In particolare, il contribuente ha depositato in giudizio le fatture corrispondenti ai pagamenti eseguiti a mezzo assegno smentendo tale documentazione le stesse dichiarazioni rese dalla Guardia di Finanza.

La pronuncia in commento, ad avviso di chi scrive, non può che essere condivisa poiché ci proietta verso il modello del cosiddetto “giusto processo” con riferimento al quale c’è ancora molto da fare in termini di giurisdizione, di terzietà del giudice tributario, della inutilizzabilità della prova testimoniale.

Tuttavia, è quanto mai corretto che in sede di contraddittorio ciascuna delle parti processuali abbia le stesse possibilità di potere dimostrare al giudice la fondatezza delle proprie ragioni, tanto più se tale possibilità è prevista ex lege.
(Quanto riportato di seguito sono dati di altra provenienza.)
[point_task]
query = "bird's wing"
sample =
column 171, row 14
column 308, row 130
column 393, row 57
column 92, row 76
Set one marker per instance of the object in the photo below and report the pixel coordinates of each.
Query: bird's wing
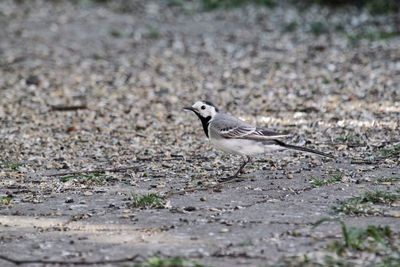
column 237, row 131
column 265, row 134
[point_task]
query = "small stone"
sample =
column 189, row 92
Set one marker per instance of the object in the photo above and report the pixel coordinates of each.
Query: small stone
column 392, row 213
column 190, row 208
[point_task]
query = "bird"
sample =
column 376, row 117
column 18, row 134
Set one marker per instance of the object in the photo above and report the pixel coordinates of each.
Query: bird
column 235, row 136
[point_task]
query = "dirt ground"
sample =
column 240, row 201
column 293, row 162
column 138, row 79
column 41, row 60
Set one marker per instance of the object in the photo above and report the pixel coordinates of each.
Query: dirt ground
column 88, row 86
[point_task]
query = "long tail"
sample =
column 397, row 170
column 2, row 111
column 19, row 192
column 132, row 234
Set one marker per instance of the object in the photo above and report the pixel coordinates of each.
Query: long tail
column 305, row 149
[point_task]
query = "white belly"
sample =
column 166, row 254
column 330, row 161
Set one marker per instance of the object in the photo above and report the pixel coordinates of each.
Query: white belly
column 243, row 147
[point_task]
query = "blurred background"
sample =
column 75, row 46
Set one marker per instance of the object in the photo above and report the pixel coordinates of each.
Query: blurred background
column 88, row 81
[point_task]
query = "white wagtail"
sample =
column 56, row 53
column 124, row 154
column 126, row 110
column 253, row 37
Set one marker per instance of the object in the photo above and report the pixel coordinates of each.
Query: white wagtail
column 238, row 137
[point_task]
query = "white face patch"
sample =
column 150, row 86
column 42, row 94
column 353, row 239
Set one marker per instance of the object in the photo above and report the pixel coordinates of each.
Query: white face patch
column 204, row 109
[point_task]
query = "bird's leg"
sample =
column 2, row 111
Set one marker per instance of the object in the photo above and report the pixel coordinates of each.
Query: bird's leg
column 246, row 161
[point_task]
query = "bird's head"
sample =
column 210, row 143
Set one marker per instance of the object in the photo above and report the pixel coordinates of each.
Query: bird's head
column 203, row 109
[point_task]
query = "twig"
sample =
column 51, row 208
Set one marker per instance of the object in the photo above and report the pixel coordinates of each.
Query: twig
column 68, row 108
column 60, row 262
column 118, row 169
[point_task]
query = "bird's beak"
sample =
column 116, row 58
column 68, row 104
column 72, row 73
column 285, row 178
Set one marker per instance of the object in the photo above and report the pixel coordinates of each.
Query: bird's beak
column 189, row 108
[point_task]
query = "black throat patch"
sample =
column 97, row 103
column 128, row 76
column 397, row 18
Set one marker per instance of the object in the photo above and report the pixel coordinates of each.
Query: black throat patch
column 205, row 122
Per cui, alle presunzioni semplici poste dall’ufficio a fondamento della propria attività di accertamento non deve essere esclusa la possibilità per il contribuente di potere anche con memorie depositate ex post rispetto al ricorso introduttivo dimostrare l’inattendibilità delle ragioni dell’ufficio impositore previo deposito di documentazione inerente e dettagliata assolutamente idonea a formare il convincimento del giudice. Tanto può e deve valere anche per una perizia di parte redatta da un c.t.p finalizzata a smontare l’accertamento analitico-induttivo eseguito dall’ufficio.

In un processo in cui non è ancora consentito l’utilizzo della prova testimoniale costituendo ciò una grave limite all’attività istruttoria esperibile in sede giudiziale, o meglio non esperibile  nel giudizio tributario, il contribuente che intende difendere le proprie ragioni deve essere messo nelle condizioni di smentire o meglio disattendere l’operato dell’agenzia delle entrate allorquando la documentazione depositata agli atti dal contribuente dimostra inequivocabilmente fatti e circostanze ben diverse da quelle palesate dall’A.F. in sede di accertamento. E, quando ciò accade è più che giusto che a dispetto dell’attività di accertamento dell’ufficio impositore il giudicante prenda atto dell’attendibilità delle ragioni palesate dal contribuente disconoscendo la valenza delle presunzioni semplici recepite dall’agenzia delle entrate che non possono valere sempre e comunque.